Plasmodium malariae is one of the five described Plasmodium species that cause malaria in humans (with Plasmodium falciparum generally causing the most severe disease and most of the mortality from the disease). Although distribution of Plasmodium malariae infection is reported as being patchy, it has been observed in all major malaria-endemic regions of the world. Plasmodium malariae infections are most common in sub-Saharan Africa and the southwest Pacific, where age-specific prevalence estimates in mass blood surveys have exceeded 15 to 30%. By contrast, when P. malariae has been detected in malaria endemic regions of Asia, the Middle East, South America, and Central America, it is observed as an infrequent infection, with blood-smear light microscopy (LM) prevalence rarely exceeding 1 to 2%. Much higher levels of infection were, however, found in montagnard refugees from the Cambodian–Vietnamese border. In South America, P. malariae is thought to be a zoonotic infection because the apparently genetically identical P. brasilianum infects new-world monkeys and both monkeys and humans in endemic areas show high levels of seropositivity to P. malariae and P. brasilianum antigens. As with P. falciparum infections, infection with P. malariae in West Africa is most frequent in children under ten years of age, although in Papua New Guinea (PNG) it is common in adolescents as well. Some evidence suggests that P. malariae infections may have a mitigating effect on both P. falciparum and non-P. falciparum illness and, therefore, that treatment of P. malariae and/or P. ovale could increase the pathogenesis that is associated with other malaria species. With vaccines currently being developed against P. falciparum and P. vivax, it is important to determine the burden of infection and disease due to P. malariae and P. ovale and assess the potential for interaction between these malaria parasite species.
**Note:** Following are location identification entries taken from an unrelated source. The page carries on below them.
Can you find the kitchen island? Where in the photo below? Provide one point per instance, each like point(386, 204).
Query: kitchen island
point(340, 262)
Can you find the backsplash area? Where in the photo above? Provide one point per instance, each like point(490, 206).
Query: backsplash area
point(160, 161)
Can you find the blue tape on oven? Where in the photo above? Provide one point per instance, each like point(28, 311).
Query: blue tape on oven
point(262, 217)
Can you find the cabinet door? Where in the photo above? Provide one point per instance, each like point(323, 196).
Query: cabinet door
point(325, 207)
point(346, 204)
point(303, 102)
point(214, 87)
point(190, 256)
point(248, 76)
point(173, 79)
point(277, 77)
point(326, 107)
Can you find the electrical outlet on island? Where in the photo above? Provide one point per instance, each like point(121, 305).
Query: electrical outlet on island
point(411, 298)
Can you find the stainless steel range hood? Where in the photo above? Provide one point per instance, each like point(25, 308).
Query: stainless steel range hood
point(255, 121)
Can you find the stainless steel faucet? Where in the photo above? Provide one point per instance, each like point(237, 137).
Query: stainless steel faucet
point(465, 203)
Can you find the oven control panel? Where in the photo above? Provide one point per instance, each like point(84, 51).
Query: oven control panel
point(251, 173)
Should negative interactions be important, then reducing the burden of P. falciparum or P. vivax morbidity could increase the burden of morbidity that is attributable to P. malariae and P. ovale. The possibility for such an effect is highlighted by studies in Brazil and PNG that found high levels of P. malariae infections in isolated populations where either P. falciparum was absent or P. vivax rare. (Mueller et al. 2007 and references therein) Plasmodium malariae can persist at low levels in a human host for decades, remaining infectious to mosquito vectors.
The human malaria parasite life cycle involves two hosts, a mosquito and a human. The life cycle is very complex, including both sexual and asexual phases (see life cycle diagram) and involves a stage in the liver as well as the blood stage, the latter being responsible for the clinical manifestations of the disease. (Centers for Disease Control Parasites and Health website)
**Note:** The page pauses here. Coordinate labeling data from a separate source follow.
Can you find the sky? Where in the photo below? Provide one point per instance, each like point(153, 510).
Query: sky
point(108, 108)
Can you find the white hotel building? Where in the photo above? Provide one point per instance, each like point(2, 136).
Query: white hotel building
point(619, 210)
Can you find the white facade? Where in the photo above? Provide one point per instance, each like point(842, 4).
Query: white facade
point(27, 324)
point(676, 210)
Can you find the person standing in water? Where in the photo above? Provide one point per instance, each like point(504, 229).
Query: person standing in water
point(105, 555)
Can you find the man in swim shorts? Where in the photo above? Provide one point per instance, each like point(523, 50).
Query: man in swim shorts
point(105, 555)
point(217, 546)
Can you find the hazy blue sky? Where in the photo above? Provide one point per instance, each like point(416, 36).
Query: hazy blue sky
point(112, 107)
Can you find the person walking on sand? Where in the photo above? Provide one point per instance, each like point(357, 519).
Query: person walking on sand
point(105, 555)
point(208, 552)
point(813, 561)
Until recently, Plasmodium knowlesi malaria in humans was misdiagnosed as the less dangerous Plasmodium malariae malaria (molecular diagnostic techniques are important, since confusion with P. malariae is easy using conventional microscopy).
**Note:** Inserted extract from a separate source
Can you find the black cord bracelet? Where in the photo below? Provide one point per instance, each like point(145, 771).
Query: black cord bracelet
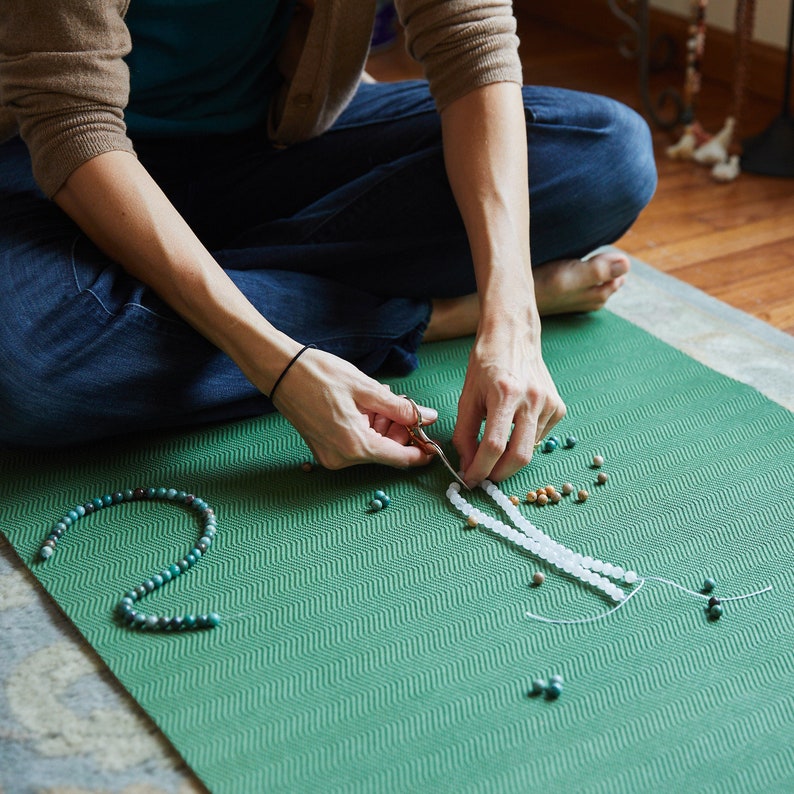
point(287, 368)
There are more than 150 named species of Plasmodium that infect various species of vertebrates. Four species are well known as true parasites of humans, utilizing humans almost exclusively as a natural intermediate host: P. falciparum, P. vivax, P. ovale and P. malariae. In recent years it has become apparent that the simian malaria parasite P. knowlesi also regularly infects humans, as well as its natural monkey intermediate hosts. (Centers for Disease Control Parasites and Health website) Furthermore, it is now apparent that there are likely two distinct Plasmodium species that have both been referred to as P. ovale (Sutherland et al. 2010; Oguike et al. 2011).